I thought then of my girl. And of Jane. And the two of them were the same person at that moment. And to him, and myself, I spoke to at the same time.

I will never understand it, you coward. How the fuck could you?

He came close to me. He said nothing. But he was grinning. His head shook. I had the choice to stop or keep going, but really it was no choice. My head said to relent, but what ever fuel and booze was in my blood impelled me to continue.

“Look, man,” I placed my hand on his chest – it was strong, it was clear he worked out.

“I don’t know her. I don’t know you. But I can see you don’t have any idea what you have. I don’t need you to tell me bon courage, mec, I tell you bon courage. I don’t need your courage. You’re the loser here.”

He grabbed my shirt with both hands. He yanked me close. I could smell the whiskey on his breath.

T’es rien qu’une merde. A piece of dirt. I fucking kill guys like you.”

He spoke with a low, calm voice. He never stopped smiling.

“You’re nothing but shit.”

He pulled me in very fast, and jammed his knee into my stomach. I reeled forward. He threw me backwards, sending me tumbling over the couch. The whiskey glass in my hand soared across the room and shattered on the floor. Seconds later Jane rushed out.

“What the fuck Jacques?”

Jane was dragging behind her a large suitcase. She stopped beside where I was on the floor. I shook away the hand she offered me to stand up. There wasn’t much pain. Just no breath. I stood up and felt the blood rush to my cheeks.

“I’m alright.”

“You better get that kid outta ‘ere.”

“Keys,” she said.

He reached into his pants pocket and pulled out a ring of keys.

“Just don’t come crawling back asking for my ‘elp. You’re not gonna get it.”

He tossed the keys like a piece of trash and they landed at her feet. She picked them up.

“Don’t worry about that asshole.”

"You’re just a fucking loser, tu sais?”

She looked at me.

“Let’s go.”

We didn’t speak in the small elevator. Jane stared everywhere but my direction. I saw the profile of her jaw, her flitting blue eyes, her neck.

“Let me take that.”

I reached for the suitcase as the elevator stopped but Jane shook her head and grabbed it herself, and walked out into the marble hallway. I saw myself again, trailing behind Jane, in the mirrors, and smiled as I held my stomach. Outside, Jane hailed a taxi and she threw the bag in the trunk without the driver’s help.

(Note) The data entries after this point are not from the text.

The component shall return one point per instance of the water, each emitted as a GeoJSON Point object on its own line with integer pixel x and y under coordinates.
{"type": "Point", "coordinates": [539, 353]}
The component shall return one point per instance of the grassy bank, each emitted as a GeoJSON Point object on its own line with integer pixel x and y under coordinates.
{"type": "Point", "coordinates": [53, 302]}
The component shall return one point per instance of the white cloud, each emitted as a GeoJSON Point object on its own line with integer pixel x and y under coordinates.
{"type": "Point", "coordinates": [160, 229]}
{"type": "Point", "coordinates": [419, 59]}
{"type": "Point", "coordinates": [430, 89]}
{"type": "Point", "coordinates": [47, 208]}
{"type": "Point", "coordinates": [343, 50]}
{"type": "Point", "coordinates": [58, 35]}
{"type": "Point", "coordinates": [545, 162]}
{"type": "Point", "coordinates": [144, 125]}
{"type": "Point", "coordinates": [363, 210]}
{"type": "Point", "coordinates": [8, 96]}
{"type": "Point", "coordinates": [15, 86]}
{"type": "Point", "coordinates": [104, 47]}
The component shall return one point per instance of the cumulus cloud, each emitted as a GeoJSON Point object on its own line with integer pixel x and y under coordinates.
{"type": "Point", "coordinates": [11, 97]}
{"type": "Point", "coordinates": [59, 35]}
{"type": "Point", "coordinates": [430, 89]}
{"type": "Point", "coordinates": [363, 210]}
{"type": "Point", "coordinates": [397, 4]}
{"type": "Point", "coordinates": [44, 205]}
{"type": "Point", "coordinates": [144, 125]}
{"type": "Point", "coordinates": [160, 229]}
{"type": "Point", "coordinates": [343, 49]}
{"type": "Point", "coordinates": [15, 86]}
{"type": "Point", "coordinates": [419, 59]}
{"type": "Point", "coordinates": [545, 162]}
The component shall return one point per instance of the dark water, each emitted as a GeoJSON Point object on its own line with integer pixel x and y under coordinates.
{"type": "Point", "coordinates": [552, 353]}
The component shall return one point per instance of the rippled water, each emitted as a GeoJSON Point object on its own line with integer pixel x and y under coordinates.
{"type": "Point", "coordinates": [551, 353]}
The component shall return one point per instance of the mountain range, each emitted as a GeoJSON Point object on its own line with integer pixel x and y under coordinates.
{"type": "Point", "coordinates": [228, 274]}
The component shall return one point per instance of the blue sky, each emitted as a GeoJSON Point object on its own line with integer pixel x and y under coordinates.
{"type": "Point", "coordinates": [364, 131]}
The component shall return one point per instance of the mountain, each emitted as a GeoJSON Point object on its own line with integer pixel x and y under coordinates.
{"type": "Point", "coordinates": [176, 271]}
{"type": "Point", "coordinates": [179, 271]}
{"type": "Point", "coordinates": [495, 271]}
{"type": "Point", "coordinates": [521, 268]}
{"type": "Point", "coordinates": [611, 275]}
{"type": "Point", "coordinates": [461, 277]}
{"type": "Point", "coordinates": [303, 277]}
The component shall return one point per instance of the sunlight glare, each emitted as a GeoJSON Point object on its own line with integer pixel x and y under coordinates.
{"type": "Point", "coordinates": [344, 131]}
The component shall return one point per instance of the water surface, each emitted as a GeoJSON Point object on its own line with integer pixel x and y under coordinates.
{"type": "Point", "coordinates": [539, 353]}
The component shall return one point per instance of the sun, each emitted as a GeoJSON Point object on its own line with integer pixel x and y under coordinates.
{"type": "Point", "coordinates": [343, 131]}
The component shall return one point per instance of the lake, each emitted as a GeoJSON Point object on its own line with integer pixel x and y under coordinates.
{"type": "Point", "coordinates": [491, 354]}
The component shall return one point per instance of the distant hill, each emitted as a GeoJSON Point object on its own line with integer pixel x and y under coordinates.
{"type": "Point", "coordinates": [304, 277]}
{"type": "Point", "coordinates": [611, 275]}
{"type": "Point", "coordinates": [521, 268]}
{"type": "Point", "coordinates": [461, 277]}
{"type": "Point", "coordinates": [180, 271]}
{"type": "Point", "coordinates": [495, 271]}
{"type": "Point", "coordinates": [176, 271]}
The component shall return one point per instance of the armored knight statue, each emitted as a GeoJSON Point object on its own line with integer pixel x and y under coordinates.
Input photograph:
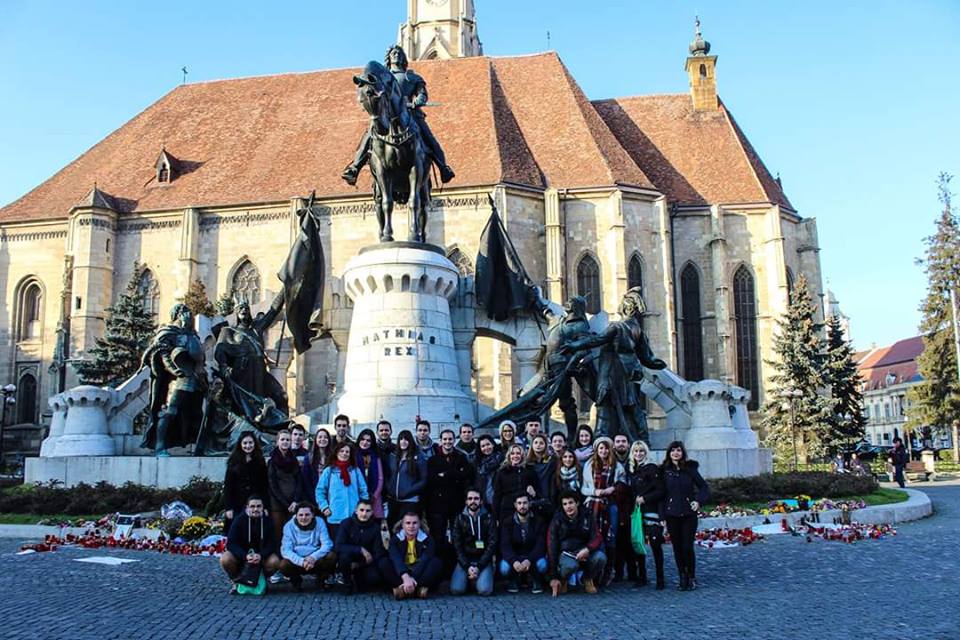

“72 Rue Boursault,” she said as we climbed in. “Batignolles.”

The car took us racing away from the building. Jane wasn’t smiling but she wasn’t crying. From across the seat, with our two bodies not touching, she reached over and grabbed my hand. I placed my other hand on top of hers and that’s how we stayed, not speaking, driving out and away from the streets of Montmartre, with the taxi radio playing classical music, each of us, Jane and me, looking out our windows at the passing cafes, the tourists, the boulangeries and all the rest of the living streets of Paris.

“Thank you,” she said, and that was all she said.